Circles with Internal Tangency and Secant Line to the Outer Circle
Number of solutions: 4
GeoGebra construction
Steps
- We solve the problem in three phases. Each time, we modify the original problem using dilation to transform it into a form that can be solved with circle inversion. First, we look for a solution that is tangent to both circles at their common point of tangency and lies inside the larger circle. When we dilate the smaller circle to a point, the given line shifts toward the center of the smaller circle, and the larger circle shrinks by the radius of the smaller one. This transforms the original problem into a point–line–circle problem, where the point lies on the circle.
- We solve the modified problem using circle inversion. We choose the smaller of the two original circles as the inversion circle, though any circle centered at the center of the smaller circle would work. We invert the dilated images of the line and the larger circle. The center of the smaller circle maps to infinity.
- We find the lines parallel to the image of the line that are tangent to the image of the circle. These two parallels are the images of the solutions to the transformed problem. Only one of them corresponds to a solution of the original problem.
- We select the correct line and invert it back.
- We dilate the resulting circle by the radius of the smaller circle. This gives us the first solution.
- Next, we look for a circle that is tangent to both original circles at their common tangency point and lies outside both circles. The steps are analogous to Steps 1 through 5, with the only difference being that in the initial dilation, we shift the line in the opposite direction.
- We invert the dilated objects.
- We find the lines tangent to the image of the circle and parallel to the image of the line.
- We select the correct tangent and invert it back.
- We dilate the resulting circle by the radius of the smaller circle. This gives us the second solution.
- Now we look for circles that are internally tangent to the larger circle and externally tangent to the smaller circle. We first perform a dilation. The line moves away from the two circles, and the larger of the two circles is enlarged by the radius of the smaller one.
- We invert the dilated objects. Again, we use the smaller of the original circles as the inversion circle.
- The solutions of the problem appear in the inversion as common tangents of the two circles.
- We invert the tangents back.
- We dilate the resulting circles by the radius of the smaller given circle. This gives us the remaining two solutions.
- The problem has four solutions.
GeoGebra construction
Steps
- First, construct the loci of centers of circles tangent to both given circles. The set of centers of all circles tangent to both circles at their common point of tangency is the line passing through the centers of the given circles.
- The set of centers of circles that are externally tangent to the smaller circle and internally tangent to the larger circle is an ellipse with foci at the centers of these circles. The ellipse passes through the common point of tangency.

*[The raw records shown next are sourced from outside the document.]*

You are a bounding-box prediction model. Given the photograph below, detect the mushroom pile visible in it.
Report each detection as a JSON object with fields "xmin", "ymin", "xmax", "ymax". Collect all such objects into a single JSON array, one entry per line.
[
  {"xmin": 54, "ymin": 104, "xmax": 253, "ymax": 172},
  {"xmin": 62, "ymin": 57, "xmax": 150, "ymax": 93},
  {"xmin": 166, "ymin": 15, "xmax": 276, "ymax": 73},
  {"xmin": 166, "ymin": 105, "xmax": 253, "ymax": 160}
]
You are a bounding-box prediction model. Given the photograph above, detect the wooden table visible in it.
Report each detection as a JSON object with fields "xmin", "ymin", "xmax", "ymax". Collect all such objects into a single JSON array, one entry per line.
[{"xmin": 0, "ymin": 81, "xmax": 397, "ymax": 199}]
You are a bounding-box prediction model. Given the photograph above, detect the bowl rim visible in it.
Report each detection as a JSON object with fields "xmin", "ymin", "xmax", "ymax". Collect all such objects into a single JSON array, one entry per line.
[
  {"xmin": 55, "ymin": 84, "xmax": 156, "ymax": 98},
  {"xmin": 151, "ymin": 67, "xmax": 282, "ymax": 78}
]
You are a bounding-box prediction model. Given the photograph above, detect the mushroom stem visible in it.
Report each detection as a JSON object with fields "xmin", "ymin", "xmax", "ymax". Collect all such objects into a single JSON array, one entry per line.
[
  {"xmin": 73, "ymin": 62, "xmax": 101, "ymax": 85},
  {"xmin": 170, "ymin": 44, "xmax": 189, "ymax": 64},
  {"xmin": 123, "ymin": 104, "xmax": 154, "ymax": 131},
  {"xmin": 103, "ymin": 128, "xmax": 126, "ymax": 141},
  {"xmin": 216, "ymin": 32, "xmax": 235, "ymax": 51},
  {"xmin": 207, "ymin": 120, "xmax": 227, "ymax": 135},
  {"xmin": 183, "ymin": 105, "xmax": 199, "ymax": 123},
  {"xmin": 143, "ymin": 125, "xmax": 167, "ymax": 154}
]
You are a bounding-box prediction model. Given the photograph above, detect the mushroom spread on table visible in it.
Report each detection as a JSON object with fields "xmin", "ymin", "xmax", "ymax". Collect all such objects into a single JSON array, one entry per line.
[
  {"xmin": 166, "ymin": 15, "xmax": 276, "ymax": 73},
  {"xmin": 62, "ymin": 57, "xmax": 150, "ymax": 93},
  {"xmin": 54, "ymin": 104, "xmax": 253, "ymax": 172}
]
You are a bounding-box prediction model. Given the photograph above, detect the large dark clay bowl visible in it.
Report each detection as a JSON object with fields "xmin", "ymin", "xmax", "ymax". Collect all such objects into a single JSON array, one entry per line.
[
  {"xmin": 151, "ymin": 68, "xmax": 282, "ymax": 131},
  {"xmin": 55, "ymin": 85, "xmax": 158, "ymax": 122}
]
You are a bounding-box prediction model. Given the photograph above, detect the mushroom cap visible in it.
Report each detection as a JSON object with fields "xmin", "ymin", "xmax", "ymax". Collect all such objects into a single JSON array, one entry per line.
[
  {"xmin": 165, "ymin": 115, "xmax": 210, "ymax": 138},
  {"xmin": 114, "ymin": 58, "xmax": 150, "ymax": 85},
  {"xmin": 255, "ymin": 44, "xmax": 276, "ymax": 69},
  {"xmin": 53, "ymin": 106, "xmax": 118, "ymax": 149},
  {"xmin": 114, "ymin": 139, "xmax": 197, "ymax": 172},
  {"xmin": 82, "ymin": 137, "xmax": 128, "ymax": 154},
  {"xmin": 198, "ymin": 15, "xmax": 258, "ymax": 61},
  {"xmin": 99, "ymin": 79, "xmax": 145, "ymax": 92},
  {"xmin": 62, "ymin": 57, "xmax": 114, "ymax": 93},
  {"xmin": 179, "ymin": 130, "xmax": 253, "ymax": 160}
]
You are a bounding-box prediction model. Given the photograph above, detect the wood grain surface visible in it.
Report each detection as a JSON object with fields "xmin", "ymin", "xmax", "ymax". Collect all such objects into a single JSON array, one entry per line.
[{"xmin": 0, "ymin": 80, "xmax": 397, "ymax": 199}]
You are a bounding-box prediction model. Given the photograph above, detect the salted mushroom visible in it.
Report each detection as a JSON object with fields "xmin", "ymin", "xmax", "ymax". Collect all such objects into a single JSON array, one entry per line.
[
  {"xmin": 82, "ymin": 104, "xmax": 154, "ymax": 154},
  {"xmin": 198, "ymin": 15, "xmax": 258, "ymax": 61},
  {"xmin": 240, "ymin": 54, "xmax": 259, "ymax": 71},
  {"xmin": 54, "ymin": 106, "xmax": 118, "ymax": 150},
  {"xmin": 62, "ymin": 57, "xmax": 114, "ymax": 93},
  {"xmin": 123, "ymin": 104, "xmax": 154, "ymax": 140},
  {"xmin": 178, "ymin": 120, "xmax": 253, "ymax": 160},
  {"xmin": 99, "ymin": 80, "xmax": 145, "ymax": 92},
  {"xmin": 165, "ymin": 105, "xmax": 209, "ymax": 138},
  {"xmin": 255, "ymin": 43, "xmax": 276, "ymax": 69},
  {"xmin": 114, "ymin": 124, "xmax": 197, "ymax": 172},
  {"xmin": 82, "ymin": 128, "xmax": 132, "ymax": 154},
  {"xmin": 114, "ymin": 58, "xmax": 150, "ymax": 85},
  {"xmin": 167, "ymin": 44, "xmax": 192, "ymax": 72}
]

- Now, construct the loci of centers of circles tangent to the smaller circle and the given line. The centers of circles internally tangent to the given circle and also tangent to the line lie on a parabola. The focus of the parabola is the center of the circle. The directrix is a line parallel to the given line, shifted by the radius of the circle. This shift is based on a dilation in which the given circle is reduced to a point.
- The centers of circles externally tangent to the given circle and also tangent to the line lie on another parabola. The focus is again the center of the circle, and the directrix is a line parallel to the given line, shifted in the opposite half-plane compared to the previous step.
- We now find the centers of the solution circles as the intersections of the previously constructed loci. The first center lies at the intersection of the line and one of the parabolas. Of the two possible intersection points, we select the one where both loci imply an internal tangency with the smaller circle.
- The second center lies at the intersection of the line and the other parabola. Here, we select the intersection point where both loci imply an external tangency with the smaller circle.
- The remaining two centers are found as the intersections of the parabola corresponding to external tangency with the smaller circle and the ellipse.
- The problem has four solutions in total.